Below, some students share their thoughts on their overall experience in the class.

I thought we approached the business with the correct amount of skepticism. I often take basic business operations for granted and so I recognized I needed to be more questioning after the PP class time. I thought the case selection did a decent job of opening our minds into what could be possible “impact” for a company.

Will Cook

I think getting to see the way social enterprises operate within the legal, political, and socioeconomic structures in low/middle-income countries was really interesting to see firsthand. I gained a better understanding of the challenges they face compared to American startups, including the tradeoffs that come with making social impact (ex: balancing local employment with negative environmental impact)

Taylor Carty

I was so grateful to get to meet my client in person and visit some of their beneficiaries in their homes. I was able to understand their operations and the challenges they face much better than if they were just described to me over a call.

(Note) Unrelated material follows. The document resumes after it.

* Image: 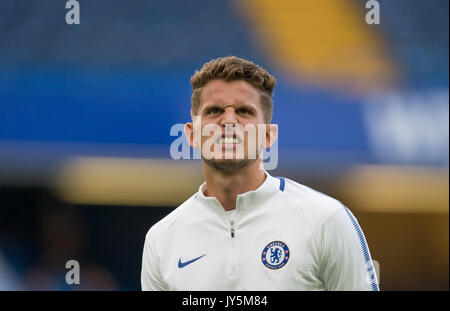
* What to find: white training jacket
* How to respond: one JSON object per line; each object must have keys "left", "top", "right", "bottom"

{"left": 141, "top": 172, "right": 379, "bottom": 291}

I felt lucky to get to learn about the unique situation of those in poverty in Guatemala from those living it daily and feel that this experience will help me to ask better, more informed questions of those I am trying to help in the future.

Jenny Main

First, the value of cross-cultural understanding and respect in promoting a positive and respectful environment during the immersion experience. Also, it has provided valuable insights and experiences that can be applied to future projects and foster a greater understanding of social entrepreneurship and sustainable development in the global context.